How to draw watchface 'ticks' on a square watch?

Question

I currently have this snippet generating the ticks around the outside of and android wear watchface

float innerMainTickRadius = mCenterX - 35;
            for(int tickIndex = 0; tickIndex < 12; tickIndex++) {
                float tickRot = (float) (tickIndex * Math.PI * 2 / 12);
                float innerX = (float) Math.sin(tickRot) * innerMainTickRadius;
                float innerY = (float) -Math.cos(tickRot) * innerMainTickRadius;
                float outerX = (float) Math.sin(tickRot) * mCenterX;
                float outerY = (float) -Math.cos(tickRot) * mCenterX;
                canvas.drawLine(mCenterX + innerX, mCenterY + innerY, mCenterX + outerX, mCenterY + outerY, mTickPaint);
            }

Which generates the ticks well on a round watchface but on a square it turns out like this: but I'd like them to not be circular, but instead fit the shape a bit more suitably, e.g:

Is there a standard way to do this? I'm guessing I can't use trig again...

Answer 1

Of course you use geometry and trig. For example any line you put on the clock face you want to point to the center so one part will be the given (x,y) and the other will be arctan2(cy-y,cx-x) giving you the angle from the point you have towards the center (cx,cy) then simply draw the line in the direction of the center of a given length r, by drawing the line from x,y to cos(angle) * r, sin(angle) * r.

However, given your sample image you might want to draw the line from x,y to x+r,y then rotate the canvas by angle so that you can draw those numbers tweaked like that. Be sure to do canvas.save() before tweaking the canvas' matrix and canvas.restore() after the tweak.
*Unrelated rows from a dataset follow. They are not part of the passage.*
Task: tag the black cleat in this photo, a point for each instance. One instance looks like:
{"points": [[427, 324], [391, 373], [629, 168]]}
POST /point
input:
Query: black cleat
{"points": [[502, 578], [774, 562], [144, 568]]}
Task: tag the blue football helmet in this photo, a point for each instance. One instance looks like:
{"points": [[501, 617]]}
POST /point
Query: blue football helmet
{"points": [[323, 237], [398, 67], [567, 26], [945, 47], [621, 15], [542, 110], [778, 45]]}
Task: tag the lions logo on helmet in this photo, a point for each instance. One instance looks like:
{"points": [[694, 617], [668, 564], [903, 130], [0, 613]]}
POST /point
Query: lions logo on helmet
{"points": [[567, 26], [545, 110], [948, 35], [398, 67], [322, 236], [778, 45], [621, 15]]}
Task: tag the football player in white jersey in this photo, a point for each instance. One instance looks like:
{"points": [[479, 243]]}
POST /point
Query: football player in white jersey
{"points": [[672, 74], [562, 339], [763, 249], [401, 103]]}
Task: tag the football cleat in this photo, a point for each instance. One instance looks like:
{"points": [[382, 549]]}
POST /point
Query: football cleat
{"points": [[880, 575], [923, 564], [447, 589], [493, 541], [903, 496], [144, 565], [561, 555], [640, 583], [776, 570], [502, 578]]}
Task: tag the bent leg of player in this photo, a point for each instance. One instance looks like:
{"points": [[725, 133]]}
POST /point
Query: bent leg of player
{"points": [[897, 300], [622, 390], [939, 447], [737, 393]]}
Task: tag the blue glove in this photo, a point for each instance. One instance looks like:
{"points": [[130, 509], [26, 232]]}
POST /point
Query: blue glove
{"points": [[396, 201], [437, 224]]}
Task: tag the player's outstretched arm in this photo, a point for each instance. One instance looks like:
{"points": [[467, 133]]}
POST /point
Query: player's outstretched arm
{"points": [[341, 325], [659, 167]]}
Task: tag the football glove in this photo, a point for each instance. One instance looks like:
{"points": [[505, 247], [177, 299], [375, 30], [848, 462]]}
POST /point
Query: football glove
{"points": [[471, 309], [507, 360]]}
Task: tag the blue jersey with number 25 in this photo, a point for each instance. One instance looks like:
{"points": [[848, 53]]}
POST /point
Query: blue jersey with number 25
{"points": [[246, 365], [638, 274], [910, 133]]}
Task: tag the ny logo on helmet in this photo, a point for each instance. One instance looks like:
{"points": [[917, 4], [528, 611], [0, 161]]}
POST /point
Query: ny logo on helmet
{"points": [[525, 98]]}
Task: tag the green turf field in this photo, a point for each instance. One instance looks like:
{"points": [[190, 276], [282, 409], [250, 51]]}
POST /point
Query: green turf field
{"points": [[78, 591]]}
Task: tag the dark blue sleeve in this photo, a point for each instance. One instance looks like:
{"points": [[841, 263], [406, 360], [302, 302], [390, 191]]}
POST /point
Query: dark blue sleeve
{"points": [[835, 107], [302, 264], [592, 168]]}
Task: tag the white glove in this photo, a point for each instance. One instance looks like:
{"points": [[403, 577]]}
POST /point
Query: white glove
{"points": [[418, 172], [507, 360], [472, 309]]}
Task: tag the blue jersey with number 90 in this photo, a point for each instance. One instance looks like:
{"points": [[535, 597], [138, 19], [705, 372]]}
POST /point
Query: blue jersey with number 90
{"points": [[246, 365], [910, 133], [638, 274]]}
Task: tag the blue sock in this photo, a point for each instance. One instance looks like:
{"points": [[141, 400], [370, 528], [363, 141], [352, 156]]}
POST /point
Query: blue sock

This leaves the math of whatever shape you want to draw your ticks from and the positions thereto. You can do this within a Path. So define the path for a rounded rectangle and then use the PathMeasure class to get the getPosTan() and then ignore the tangent and just use the position it gives you to find your position around a rounded rectangle. That or simply calculate those positions as the positions through either a line segment or a bezier section depending on the decided shape.

For example:

static final int TICKS = 12;
static final float TICKLENGTH = 20;

In the draw routine,

    float left = cx - 50;
    float top = cy - 50;
    float right = cx + 50;
    float bottom = cy + 50;
    float ry = 20;
    float rx = 20;
    float width = right-left;
    float height = bottom-top;
    Path path = new Path();
    path.moveTo(right, top + ry);
    path.rQuadTo(0, -ry, -rx, -ry);
    path.rLineTo(-(width - (2 * rx)), 0);
    path.rQuadTo(-rx, 0, -rx, ry);
    path.rLineTo(0, (height - (2 * ry)));
    path.rQuadTo(0, ry, rx, ry);
    path.rLineTo((width - (2 * rx)), 0);
    path.rQuadTo(rx, 0, rx, -ry);
    path.rLineTo(0, -(height - (2 * ry)));
    path.close();

    PathMeasure pathMeasure = new PathMeasure();
    pathMeasure.setPath(path,true);
    float length = pathMeasure.getLength();
    float[] pos = new float[2];
    float r = TICKLENGTH;
    for (int i = 0; i < TICKS; i++) {
        pathMeasure.getPosTan(i * (length/TICKS),pos,null);
        double angle = Math.atan2(cy - pos[1], cx - pos[0]); //yes, y then x.
        double cos = Math.cos(angle);
        double sin = Math.sin(angle);
        canvas.drawLine(pos[0], pos[1], (float)(pos[0] + cos * r), (float)(pos[1] + sin * r), paint);
    }

Admittedly it looks like:

So it would take a lot more work to get it looking like your image. But, it's totally doable. The path measure trick thing will work for any shape. I avoided using path.addRoundRect because of the Lollipop+ restriction. You can see my answer to that question here. And the other answers which are plenty fine to how to draw a rounded rectangle-esque shape. You can, if you would like to write an envelope function simply scale your current picture to the envelope of the rectangle according to the factor t, as it goes around the clock.

Answer 2

The angle is a function of the position now. I'm not immediately seeing the trick for getting a closed form in this case. But in the most general case, you could end up just storing the position of each tickmark, then you're just drawing the line that goes through that point and the center. so the angle at second i is just

theta(i)=arctan(y_pos(i) / x_pos(i))

assuming the center has coordinates (0,0). In this case, you only need to store the positions for 8 consecutive ticks because the face is periodic every 90 degrees and symmetric about the diagonals as well.